Der Knackpunkt *für mich* warum ich für DAUs ein Linux-System bevorzuge ist eher der:
Klar bekommt man mit Gewalt fast jedes System kaputt, ich richte die Systeme ja auch nicht so ein, dass der User wirklich gar nix mehr verstellen kann, es sei denn die wollen das so. Aber ich gebe denen durchaus das root-Password, ist ja auch deren Rechner. Die nutzen das aber einfach nie, weil sie viel zu viel Respekt vor einem Linux haben, wo sie bei Windows einfach immer auf "Ja! Änderungen erlauben!" klicken würden.
Zumal einfach jede Menge (Werbe- oder Schad-)Software die sich DAUs durch irgend welche gesetzten Haken mit einfangen oder dubiose Links unter Linux einfach nicht läuft. Können sie alles runterladen, interessiert keinen Menschen. EXE geht halt nicht, auch nicht die aufm USB Stick irgend eines "Freundes". Viele Windows-Systeme gehen ja oft nicht wirklich "kaputt" sondern sie müllen einfach voll. Und das Problem erlebe ich bei DAUs+Linux eben überhaupt nicht. Die nutzen einfach nur was sie damit tun wollten und installieren da nix mehr neu drauf, auch nicht versehentlich.
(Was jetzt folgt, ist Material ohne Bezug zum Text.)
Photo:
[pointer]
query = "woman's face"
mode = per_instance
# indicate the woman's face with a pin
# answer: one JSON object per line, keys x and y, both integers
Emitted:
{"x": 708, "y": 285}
Und genau darum laufen die Kisten auch nach 3 Jahren noch wie am ersten Tag.
Akkulaufzeit und HD-Wiedergabe hat übrigens noch niemand als Problem angesprochen. Mal ehrlich der "Office-Laptop für Vater" wird doch erfahrungsgemäß zu 95% am Netzteil hängen und auch unter Win10 musste Dich ernsthaft mit den Energiesteuerungsoptionen befassen um da wirklich 'nen signifikanten Vorteil rauszuspielen. Last but not least, ich hab schon SkyGo mittels Silverlight im Firefox auf Linux zum Laufen gebracht, das hat ein uralter Laptop geschafft, kA. ob das nun FullHD oder mit/ohne Hardwarebeschleunigung war, die Userin war völlig zufrieden. Setzt sich doch der Laie gar nicht mit auseinander und interessiert ihn in der Regel auch gar nicht.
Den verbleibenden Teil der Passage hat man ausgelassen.